After exchanging countless messages, we finally met over Easter weekend in Paris at a café on rue Montorgueil (where else?) while she was visiting with her husband and daughter for a week. We talked about France, England, fashion, kids, illnesses (don’t ask) and our mutual love of writing. She spoke enthusiastically about the multi-brand boutique she launched after observing the success of her blog. Swelle Boutique, her online shop, features one-off and limited edition pieces from independent designers, including the bags designed by my friend and fellow blogger, Kasia Dietz. Denise is well-versed in fashion history and understands the city’s pivotal role in its evoution. But she appreciates Paris for more than just the legendary designers it has produced.
Describe what you love about Paris in three words.
Delicious, dreamy, exhilarating.
In what ways and to what extent do you think Paris lives up to its mythical, romanticized image?
I had years and years to construct an idea of what I thought Paris would be like before I’d finally been, based on everything I’d seen and read. You wonder if reality can ever live up to the hugely idyllic imagery in your mind.
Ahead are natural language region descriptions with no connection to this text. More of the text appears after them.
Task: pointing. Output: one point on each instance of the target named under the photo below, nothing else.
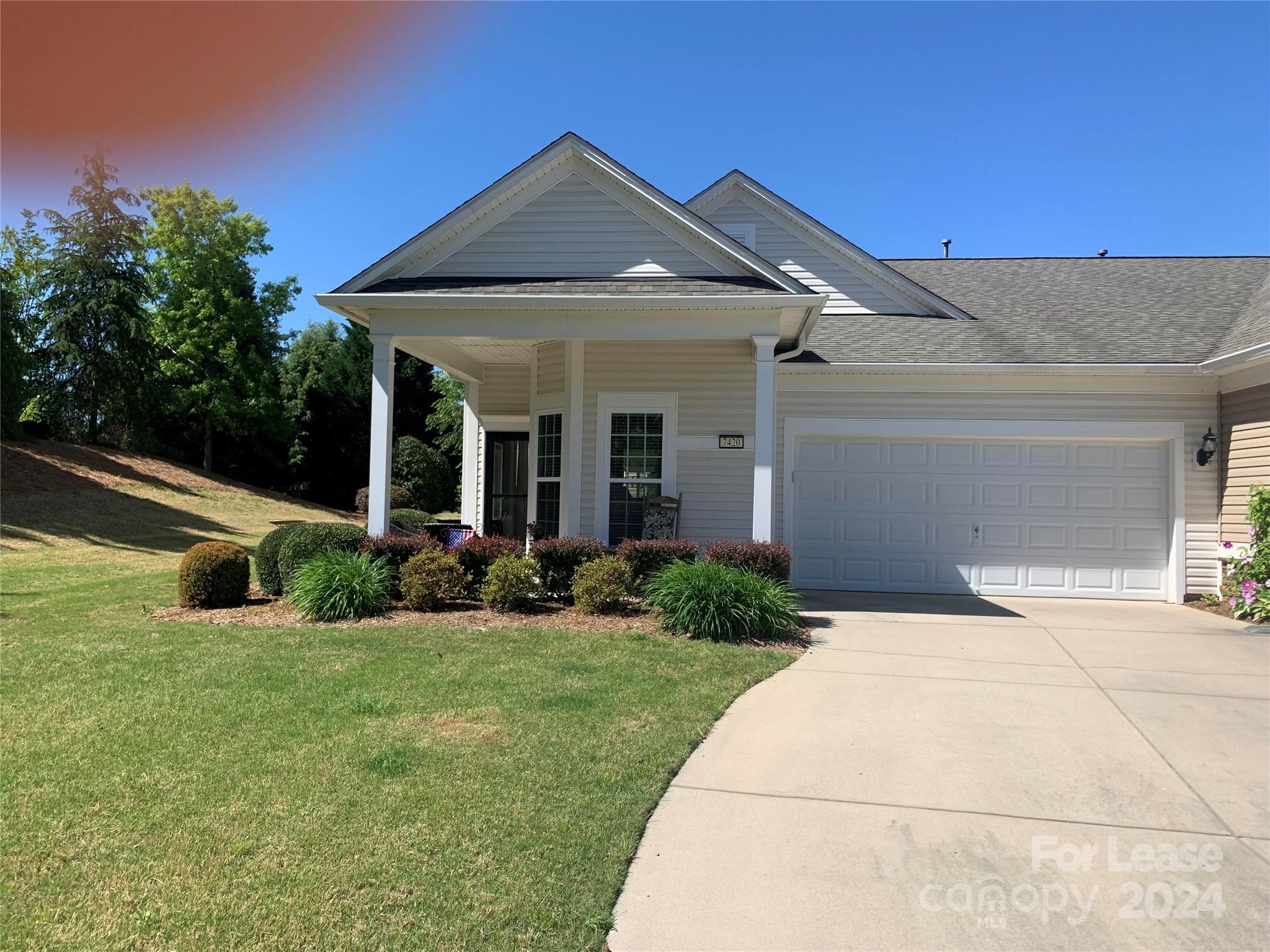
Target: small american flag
(460, 536)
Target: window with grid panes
(548, 508)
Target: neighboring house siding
(506, 390)
(894, 400)
(572, 230)
(716, 386)
(849, 294)
(551, 368)
(1245, 455)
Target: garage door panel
(1002, 517)
(984, 456)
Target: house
(1015, 427)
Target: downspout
(804, 332)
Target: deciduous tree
(215, 327)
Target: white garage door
(995, 517)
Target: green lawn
(187, 786)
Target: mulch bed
(263, 611)
(1221, 609)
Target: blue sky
(1013, 128)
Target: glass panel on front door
(634, 471)
(507, 484)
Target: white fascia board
(689, 220)
(830, 239)
(993, 368)
(1237, 361)
(340, 302)
(566, 146)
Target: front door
(507, 484)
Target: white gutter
(1238, 358)
(569, 302)
(1108, 368)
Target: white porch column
(469, 509)
(381, 434)
(571, 484)
(765, 434)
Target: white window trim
(609, 404)
(1175, 433)
(556, 410)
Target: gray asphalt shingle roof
(652, 284)
(1064, 310)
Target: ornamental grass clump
(718, 602)
(432, 578)
(561, 558)
(214, 575)
(511, 584)
(603, 586)
(338, 586)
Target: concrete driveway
(966, 774)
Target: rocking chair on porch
(662, 517)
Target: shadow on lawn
(73, 507)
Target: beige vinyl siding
(573, 230)
(716, 386)
(506, 390)
(849, 293)
(894, 400)
(551, 368)
(1245, 455)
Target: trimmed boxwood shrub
(511, 584)
(559, 559)
(432, 578)
(334, 586)
(214, 575)
(768, 559)
(399, 498)
(409, 519)
(313, 539)
(477, 553)
(651, 555)
(716, 601)
(602, 586)
(267, 559)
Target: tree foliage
(215, 327)
(99, 353)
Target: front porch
(574, 433)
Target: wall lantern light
(1207, 448)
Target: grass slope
(184, 786)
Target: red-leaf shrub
(649, 555)
(559, 559)
(768, 559)
(397, 547)
(477, 553)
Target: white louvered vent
(742, 234)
It did. Paris is in the air, in the stone and marble of its buildings…in its people. I’m not throwing out these words because they sound good. Paris is a city of the senses. I have sat on the terraces attempting to decipher the feeling of elation and contentment I feel all at once in Paris and concluded there’s a very old, extraordinary energy present in all of its elements. I see Paris as an entity that knows what it is and is content with it. I love that despite being one of the largest tourist destinations in the world, it stays true to itself. It spoils us with its scenery, aromas, tastes and sounds, but it’s also a place where you can just “be”, and therein lies the romance.
Fashion capital: London or Paris? Why?
There are good arguments for both but I have to choose Paris. Londoners have fantastic, individual style and the city really nurtures creativity and imagination. It is the birthplace of the major trends that have influenced Western fashion, music and popular culture of the past six decades. But what can come with that is a bit of a try-hard, “too cool for school” vibe; an overt self-awareness. In Paris the style is more sophisticated yet comes off as an afterthought rather than a preoccupation and you notice the woman or man before their fantastic clothes.
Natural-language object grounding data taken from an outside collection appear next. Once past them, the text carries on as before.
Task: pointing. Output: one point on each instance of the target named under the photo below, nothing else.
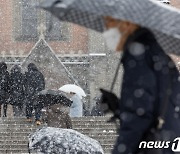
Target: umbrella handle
(115, 76)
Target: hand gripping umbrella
(163, 20)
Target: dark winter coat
(16, 86)
(34, 81)
(58, 118)
(4, 83)
(147, 74)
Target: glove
(109, 102)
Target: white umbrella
(73, 88)
(65, 141)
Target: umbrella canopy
(162, 19)
(64, 141)
(73, 88)
(50, 97)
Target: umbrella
(50, 97)
(64, 141)
(73, 88)
(162, 19)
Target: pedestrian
(150, 81)
(16, 90)
(34, 82)
(96, 110)
(4, 88)
(57, 116)
(76, 109)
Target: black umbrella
(162, 19)
(50, 97)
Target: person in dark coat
(16, 90)
(96, 110)
(148, 73)
(4, 88)
(34, 82)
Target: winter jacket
(16, 86)
(34, 81)
(76, 109)
(4, 83)
(147, 74)
(57, 117)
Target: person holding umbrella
(16, 90)
(150, 77)
(4, 87)
(34, 83)
(145, 31)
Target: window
(27, 18)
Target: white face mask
(112, 37)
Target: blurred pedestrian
(150, 81)
(4, 88)
(34, 82)
(96, 110)
(57, 116)
(76, 109)
(16, 90)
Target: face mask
(112, 37)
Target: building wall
(77, 42)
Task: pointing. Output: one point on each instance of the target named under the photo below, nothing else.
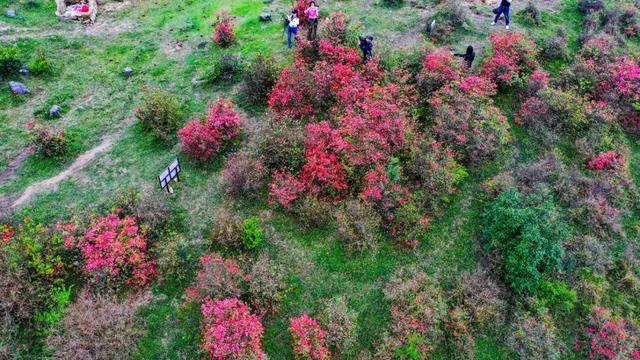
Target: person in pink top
(312, 13)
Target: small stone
(55, 111)
(18, 88)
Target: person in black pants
(469, 56)
(505, 6)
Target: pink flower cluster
(230, 331)
(115, 248)
(608, 161)
(308, 338)
(203, 140)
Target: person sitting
(468, 57)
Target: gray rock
(18, 88)
(55, 111)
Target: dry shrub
(358, 225)
(227, 228)
(98, 327)
(266, 282)
(243, 175)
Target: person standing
(312, 13)
(366, 46)
(292, 27)
(468, 56)
(505, 6)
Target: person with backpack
(468, 57)
(312, 13)
(366, 46)
(293, 21)
(505, 6)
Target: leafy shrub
(98, 327)
(49, 143)
(9, 62)
(227, 228)
(308, 338)
(218, 278)
(230, 331)
(418, 311)
(160, 114)
(252, 233)
(38, 65)
(358, 225)
(223, 33)
(259, 79)
(202, 141)
(340, 323)
(265, 283)
(531, 338)
(243, 175)
(527, 232)
(115, 252)
(511, 59)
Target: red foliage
(116, 249)
(202, 141)
(230, 331)
(308, 338)
(608, 161)
(223, 34)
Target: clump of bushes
(98, 326)
(160, 114)
(223, 33)
(49, 143)
(203, 140)
(259, 79)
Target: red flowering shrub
(230, 331)
(202, 141)
(608, 338)
(115, 251)
(223, 34)
(308, 338)
(511, 60)
(285, 188)
(218, 278)
(608, 161)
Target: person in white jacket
(505, 6)
(292, 27)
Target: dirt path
(15, 164)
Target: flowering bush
(223, 34)
(115, 251)
(608, 161)
(511, 60)
(218, 278)
(230, 331)
(308, 338)
(202, 141)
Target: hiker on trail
(505, 6)
(366, 46)
(468, 57)
(292, 27)
(312, 13)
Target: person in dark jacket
(469, 56)
(366, 46)
(505, 6)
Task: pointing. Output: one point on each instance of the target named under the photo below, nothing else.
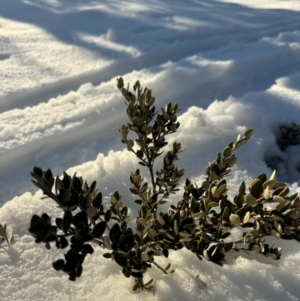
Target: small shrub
(201, 221)
(288, 136)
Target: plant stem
(158, 266)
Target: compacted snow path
(228, 65)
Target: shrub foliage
(201, 221)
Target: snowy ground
(229, 64)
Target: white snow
(230, 65)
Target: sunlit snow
(230, 65)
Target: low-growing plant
(288, 136)
(201, 221)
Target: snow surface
(230, 65)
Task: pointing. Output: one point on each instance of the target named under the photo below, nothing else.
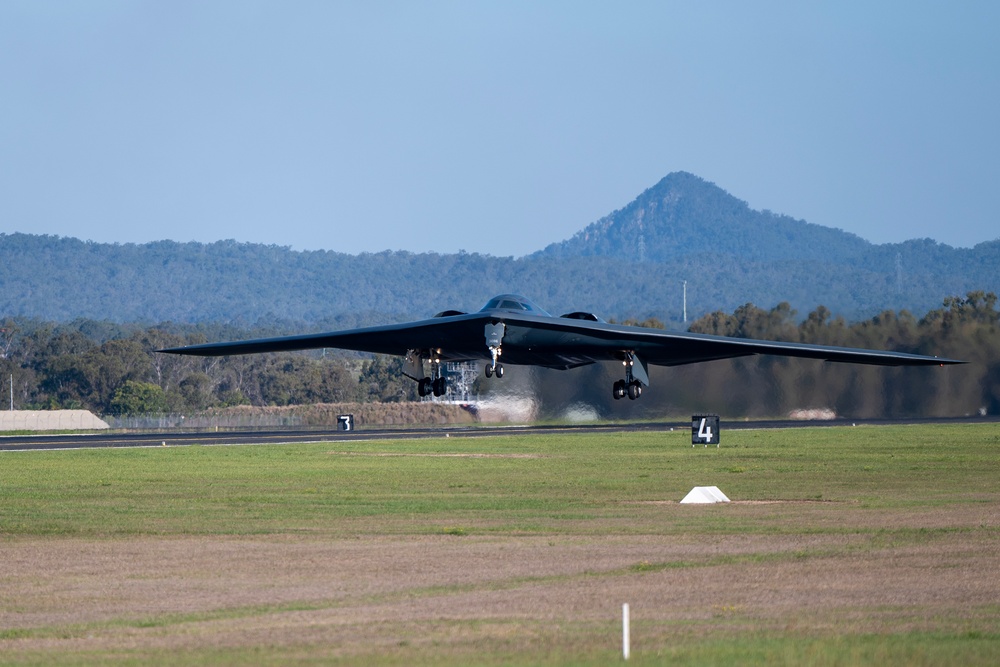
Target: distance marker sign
(705, 430)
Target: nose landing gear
(630, 386)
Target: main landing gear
(437, 383)
(437, 386)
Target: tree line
(114, 369)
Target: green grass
(557, 486)
(519, 483)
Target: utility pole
(685, 302)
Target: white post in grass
(626, 649)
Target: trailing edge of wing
(554, 342)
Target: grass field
(843, 546)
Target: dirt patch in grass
(353, 594)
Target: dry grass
(469, 592)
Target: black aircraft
(514, 328)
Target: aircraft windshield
(513, 303)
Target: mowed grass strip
(530, 483)
(808, 500)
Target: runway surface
(175, 438)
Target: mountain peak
(686, 215)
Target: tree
(137, 398)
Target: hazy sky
(490, 127)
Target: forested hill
(683, 215)
(631, 263)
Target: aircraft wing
(554, 342)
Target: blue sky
(490, 127)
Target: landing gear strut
(630, 386)
(436, 384)
(494, 336)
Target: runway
(288, 436)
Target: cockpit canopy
(515, 304)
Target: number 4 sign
(705, 430)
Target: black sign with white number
(704, 430)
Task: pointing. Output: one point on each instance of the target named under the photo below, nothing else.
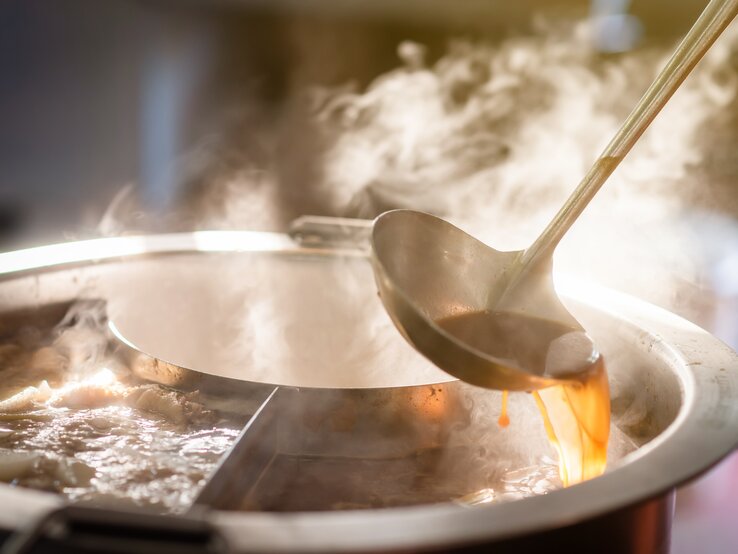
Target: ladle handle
(713, 21)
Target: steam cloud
(495, 137)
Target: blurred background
(143, 116)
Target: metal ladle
(429, 271)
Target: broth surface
(576, 413)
Or I could have just said ‘Paris gives us haute couture’, end of discussion!
Most child-friendly spot in Paris (or elsewhere in France) for a great meal?
I have to say we’ve never had a problem in Paris, even when our daughter was just two years old and were trying to navigate packed crêperies with a pram. Glad those days are over! But when we were there last April , my favourite meal was on our last night at Les Editeurs in Odéon. Our waiter was so incredibly friendly to us throughout – he even joked. He presented our daughter with the bill (a blank piece of paper) and we all had a good laugh. My daughter, however, asked why he didn’t give her crayons!
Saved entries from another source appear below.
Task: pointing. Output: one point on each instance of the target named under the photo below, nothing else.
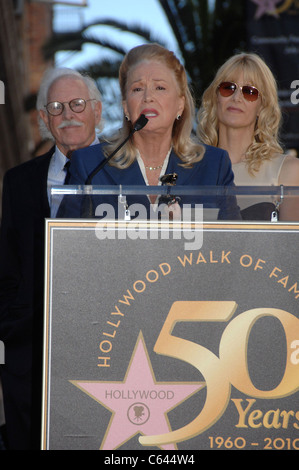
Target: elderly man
(69, 106)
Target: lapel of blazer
(41, 178)
(174, 166)
(131, 176)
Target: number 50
(230, 368)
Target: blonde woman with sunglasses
(240, 113)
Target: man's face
(72, 130)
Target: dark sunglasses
(250, 93)
(55, 108)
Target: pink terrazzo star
(138, 404)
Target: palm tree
(207, 33)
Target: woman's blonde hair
(185, 147)
(265, 140)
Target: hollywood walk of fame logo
(139, 404)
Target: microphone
(139, 124)
(86, 208)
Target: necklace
(153, 167)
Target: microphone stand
(86, 208)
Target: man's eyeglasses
(249, 92)
(77, 105)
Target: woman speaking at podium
(154, 85)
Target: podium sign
(157, 340)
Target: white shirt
(56, 176)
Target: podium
(171, 335)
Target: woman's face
(152, 90)
(235, 111)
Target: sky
(147, 13)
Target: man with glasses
(69, 106)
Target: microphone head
(140, 123)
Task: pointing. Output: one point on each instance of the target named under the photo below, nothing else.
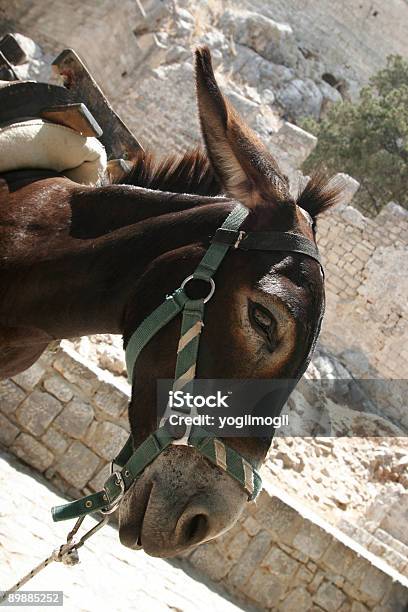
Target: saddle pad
(37, 143)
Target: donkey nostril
(196, 528)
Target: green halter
(133, 463)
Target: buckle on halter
(241, 236)
(114, 504)
(207, 280)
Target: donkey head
(261, 323)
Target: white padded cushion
(37, 143)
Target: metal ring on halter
(119, 481)
(208, 280)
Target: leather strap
(267, 241)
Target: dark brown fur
(77, 260)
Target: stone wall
(67, 418)
(366, 314)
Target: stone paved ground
(109, 576)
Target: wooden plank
(23, 99)
(75, 116)
(118, 140)
(12, 50)
(6, 69)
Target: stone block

Most inspiring French designer, former or current? Why?
Christian Lacroix. I miss him in fashion so much. He’s my absolutely favourite creative. I’m still not over the closure of the House as we knew it and each haute couture week has something very special missing (his parade of gilded girls!). Lacroix brought forth such exuberance and happy energy through his couture, which were really more than clothes. They were finely tailored collages of embellished silks, brocades, velvets and tulles, in colours that could be so heartbreakingly romantic or acid trip flashback. Marie Antoinette would have loved him.
He’s been said to be the nicest person in fashion which bolsters my loyalty further. The integrity of the person behind the label means a lot to me. I didn’t always appreciate his over-stimulating approach to fashion but when it clicked, I was smitten for good. I look at his clothes and illustrations for my daydream moments. Earlier this year, he published a book with Camilla Morton called Christian Lacroix and the Tale of Sleeping Beauty, a modernized version of the classic fairytale with the designer himself characterized in the story. An absolute dream!